Hold my mule, Jesus!
Inside their cover story, the fellas talk about their characters, loyalty, and of course, power.
Read a few excerpts below.
Omari Hardwick on loyalty:
Omari Hardwick’s definition of loyalty would definitely be if you’ve been down for me when it was really rough, if you checked for me when I was trying to figure out the terrain of that heavy-ass mountain and how to get up, if not to the top at least somewhat to a satisfactory place, then I’m rocking with you for life. Once you got me, you got me. Ghost, his definition is a little bit more self-serving.
Joseph Sikora on his character connecting with the black community:
My parents were in civil rights. I can’t say I progressed in the exact same way, but part of it was because of the example of my parents and having African-American people in my life since I was a baby. My heart has never been cold or awkward, or anything. I’ve always had the luxury of knowing that people are people. It’s almost, to me, being anything else would have to be pretend, and people can tell. It just translates. If there was ever any a hint of discomfort with anybody else of a different color skin, I think that would translate on television, especially having a brother that is Omari Hardwick, who is African American. I think that is all it is, and the camera doesn’t lie.
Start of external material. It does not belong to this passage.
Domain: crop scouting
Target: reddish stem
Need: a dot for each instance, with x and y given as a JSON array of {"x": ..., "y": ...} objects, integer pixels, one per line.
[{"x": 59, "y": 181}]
People pick up on that stuff.
Rotimi on Dre earning Ghost’s trust:
In every situation, Ghost is standoffish to Dre because he knows what he’s capable of. He also knows he also worked with Kanan, so he can’t be fully trusted, but Ghost also knows that he needs him, and he’s shown that he can stand up by putting a gun to Tommy’s head in time. Ghost sees elements of himself in Dre, and that’s why he doesn’t trust him.
Curtis Jackson on the difference between 50 Cent and Kanan:
It’s an extreme difference because Kanan is on one track. It’s just the hustler, street mentality. Those laws apply to Kanan, and he’s a guy that’s been incarcerated and hasn’t made any adjustments during that time frame; he just got more advanced at the criminal behavior, slicker energy. It’s no difference between the CEO of a corporate company and Kanan. He sees an option of acquiring your business by killing you. That cold-blooded instinct is in that guy who’s in the corporate space because he doesn’t care if everyone in your organization doesn’t have any way to eat. You see what I’m saying? The laws of what you do and don’t do in that lifestyle are very basic, and you learn really fast. The requirements aren’t very much.